Ana Abrunhosa está hoje sob escrutínio na conferência da AISET, a península espera resposta sobre NUTS

Conferência que tem lugar hoje deve clarificar posição do Estado. Há prejuízos de quatro mil milhões de euros a que se podem juntar mais dois mil milhões.

Os representantes das forças económicas e sociais da península de Setúbal esperam que o Governo informe, esta sexta-feira, no decurso da conferência que se realiza no Instituto Politécnico de Setúbal, sobre as diligências efetuadas para que a região volte a ser contemplada com a NUTS III e seja incluída na NUTS II, de modo a ter acesso aos fundos comunitários que, atualmente, não lhe são atribuídos em virtude de se encontrar integrada na Área Metropolitana de Lisboa (AML).

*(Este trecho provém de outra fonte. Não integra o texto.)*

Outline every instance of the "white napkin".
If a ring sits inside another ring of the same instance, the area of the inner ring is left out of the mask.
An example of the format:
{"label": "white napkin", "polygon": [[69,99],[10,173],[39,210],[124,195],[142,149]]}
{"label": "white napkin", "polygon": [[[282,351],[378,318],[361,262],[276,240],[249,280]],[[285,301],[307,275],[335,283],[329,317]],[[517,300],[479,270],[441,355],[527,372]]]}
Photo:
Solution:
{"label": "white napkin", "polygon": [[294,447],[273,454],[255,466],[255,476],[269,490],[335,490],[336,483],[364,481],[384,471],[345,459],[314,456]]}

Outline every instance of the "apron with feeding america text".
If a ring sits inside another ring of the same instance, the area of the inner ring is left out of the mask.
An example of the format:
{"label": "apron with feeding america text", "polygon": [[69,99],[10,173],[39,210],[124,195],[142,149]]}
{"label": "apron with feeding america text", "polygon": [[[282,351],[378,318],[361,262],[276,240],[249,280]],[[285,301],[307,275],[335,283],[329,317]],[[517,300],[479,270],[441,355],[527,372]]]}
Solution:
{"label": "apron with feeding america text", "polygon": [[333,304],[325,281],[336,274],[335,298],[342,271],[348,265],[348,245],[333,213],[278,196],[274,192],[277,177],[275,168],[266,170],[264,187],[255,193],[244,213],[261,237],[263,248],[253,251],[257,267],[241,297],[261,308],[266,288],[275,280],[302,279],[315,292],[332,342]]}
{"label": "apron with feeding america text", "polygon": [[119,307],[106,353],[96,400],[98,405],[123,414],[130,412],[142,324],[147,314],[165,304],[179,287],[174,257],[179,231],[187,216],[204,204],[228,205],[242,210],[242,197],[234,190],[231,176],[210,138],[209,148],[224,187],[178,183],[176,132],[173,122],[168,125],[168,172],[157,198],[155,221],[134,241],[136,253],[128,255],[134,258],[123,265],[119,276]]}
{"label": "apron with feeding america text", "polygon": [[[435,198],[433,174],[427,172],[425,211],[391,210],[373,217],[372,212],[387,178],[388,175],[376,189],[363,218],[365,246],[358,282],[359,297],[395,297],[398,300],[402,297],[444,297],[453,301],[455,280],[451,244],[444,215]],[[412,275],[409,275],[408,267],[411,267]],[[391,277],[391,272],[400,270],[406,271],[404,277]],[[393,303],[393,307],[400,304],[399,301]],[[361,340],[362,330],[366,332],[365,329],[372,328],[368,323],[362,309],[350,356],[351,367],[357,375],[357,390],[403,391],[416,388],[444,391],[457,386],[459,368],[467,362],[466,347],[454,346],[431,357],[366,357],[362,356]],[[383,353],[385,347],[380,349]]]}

“Temos grandes expetativas sobre quando e como irá o Governo português atuar para resolver este problema muito urgente”, disse ao Semmais o diretor geral da Associação das Indústrias da Península de Setúbal (AISET), Nuno Maia. Na conferência estão confirmadas a presença dos ministros da Coesão e do Planeamento, respetivamente Ana Abrunhosa e Nelson Sousa, para além da comissária europeia da Coesão e Reformas, Elisa Ferreira, autarcas e empresários de todo o distrito.

 

Quatro mil milhões de perda e ameaça de desemprego

“A península de Setúbal já perdeu, desde 2013, quatro mil milhões de euros de fundos comunitários e, caso o Governo não atue rapidamente, irá perder mais dois mil milhões. Para além dos projetos que não são concretizados e da riqueza que não é gerada, esta dificuldade no acesso aos fundos contribui também para aumentar o desemprego”, explicitou Nuno Maia.

O diretor geral da AISET disse ainda que, “até ao momento ainda não se compreendeu qual a posição do Governo em relação a este assunto”. “Ainda ninguém viu qualquer intenção de ser tomada uma decisão que acabe com esta situação de injustiça e desigualdade para o setor industrial de Setúbal”, acrescentou.

É o caso da posição defendida terça-feira pela ministra Ana Abrunhosa, que reafirmou a disponibilidade do executivo socialista para “estudar a eventual criação da NUT III” para a península de Setúbal, mas num processo que passe “por uma reflexão ponderando o contexto do processo de regionalização”. “É uma posição dúbia e, a ser desta forma, pode eternizar o processo até 2040”, lamentou ao Semmais Nuno Maia.

Ao estarem incluídos na AML, nove dos 13 concelhos do distrito (todos os que não pertencem ao Alentejo) passaram a ser tidos como locais com um nível de rendimentos muito superior ao real e, em consequência, deixaram de ser contemplados com os fundos a que teriam direito. A esses nove concelhos é atribuído um nível económico comparável a Lisboa, Oeiras ou Cascais.